When a functional result such as pregnancy is considered, it is not possible to absolutely state which of these operative techniques are superior. As the condition is rare, the ability to perform long-term follow-up studies comparing the various options is limited. The most frequently used method has been the McIndoe technique [7, 26]. When compared to the McIndoe technique, which has a high rate of stenosis [12], a higher chance of pregnancy with flaps can be stated. In the 1-year follow-up of our case, uterovaginal opening was achieved, functional endometrium was protected and partial tubal passage was present. The findings were confirmed by hysterosalpingography.

The most important disadvantage of the pudendal thigh flap is hirsutism. It is reported that the mucosa which is maintained by the McIndoe technique is much more similar to normal vaginal mucosa. In cases of insufficient atrophy, postoperative depilation may be necessary [10]. In our case, increased hair growth was observed during the 1- and 3-month follow-up with a decrease in the 6-month follow-up. At the end of the postoperative 1st year, hirsutism had almost completely disappeared.

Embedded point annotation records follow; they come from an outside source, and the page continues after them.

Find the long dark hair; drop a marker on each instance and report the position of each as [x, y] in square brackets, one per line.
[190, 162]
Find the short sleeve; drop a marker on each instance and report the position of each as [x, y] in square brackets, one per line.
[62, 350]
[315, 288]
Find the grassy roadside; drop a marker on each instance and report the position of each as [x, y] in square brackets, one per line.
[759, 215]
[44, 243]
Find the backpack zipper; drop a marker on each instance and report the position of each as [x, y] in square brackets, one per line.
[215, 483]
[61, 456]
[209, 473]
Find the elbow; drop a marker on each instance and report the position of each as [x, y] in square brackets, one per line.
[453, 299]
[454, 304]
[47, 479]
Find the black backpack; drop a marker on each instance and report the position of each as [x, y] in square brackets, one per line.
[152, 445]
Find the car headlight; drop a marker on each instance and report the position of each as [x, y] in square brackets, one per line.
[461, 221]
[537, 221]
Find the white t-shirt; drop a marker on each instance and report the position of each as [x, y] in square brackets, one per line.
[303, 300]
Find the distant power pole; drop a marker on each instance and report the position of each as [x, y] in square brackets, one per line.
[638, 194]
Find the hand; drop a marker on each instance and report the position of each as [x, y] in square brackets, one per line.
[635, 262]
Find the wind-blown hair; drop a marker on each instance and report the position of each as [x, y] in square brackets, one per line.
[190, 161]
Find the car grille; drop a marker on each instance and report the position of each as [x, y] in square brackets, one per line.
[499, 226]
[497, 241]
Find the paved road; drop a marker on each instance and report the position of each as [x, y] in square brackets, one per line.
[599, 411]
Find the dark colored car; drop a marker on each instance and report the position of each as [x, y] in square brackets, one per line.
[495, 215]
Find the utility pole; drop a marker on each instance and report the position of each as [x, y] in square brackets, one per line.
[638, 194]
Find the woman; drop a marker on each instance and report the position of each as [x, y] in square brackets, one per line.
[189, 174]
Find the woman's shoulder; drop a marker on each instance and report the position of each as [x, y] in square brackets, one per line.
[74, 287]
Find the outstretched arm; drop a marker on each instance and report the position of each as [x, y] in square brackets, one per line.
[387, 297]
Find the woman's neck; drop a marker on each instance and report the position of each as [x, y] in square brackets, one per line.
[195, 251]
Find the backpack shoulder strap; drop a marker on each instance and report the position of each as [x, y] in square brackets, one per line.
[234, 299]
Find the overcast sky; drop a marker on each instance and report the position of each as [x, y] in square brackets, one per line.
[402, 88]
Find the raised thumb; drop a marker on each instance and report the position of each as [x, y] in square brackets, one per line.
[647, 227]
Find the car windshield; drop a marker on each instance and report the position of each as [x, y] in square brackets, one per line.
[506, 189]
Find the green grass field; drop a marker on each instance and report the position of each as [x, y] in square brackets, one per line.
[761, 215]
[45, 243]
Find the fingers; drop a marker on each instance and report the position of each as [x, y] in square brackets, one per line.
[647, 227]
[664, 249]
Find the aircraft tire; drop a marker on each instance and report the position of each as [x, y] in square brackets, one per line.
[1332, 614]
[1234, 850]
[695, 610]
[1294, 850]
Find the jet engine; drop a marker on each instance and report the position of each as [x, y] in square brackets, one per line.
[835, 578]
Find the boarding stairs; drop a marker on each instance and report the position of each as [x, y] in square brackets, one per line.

In conclusion, various techniques in construction of the vagina and cervix agenesis have been described in the literature. Reconstruction cases using thigh flaps are very few and the efficacy of the technique for pregnancy is still not clear. However, it should be kept in mind as a simple technique in cervicovaginal agenesis reconstruction which eliminates the need for complex surgical processes.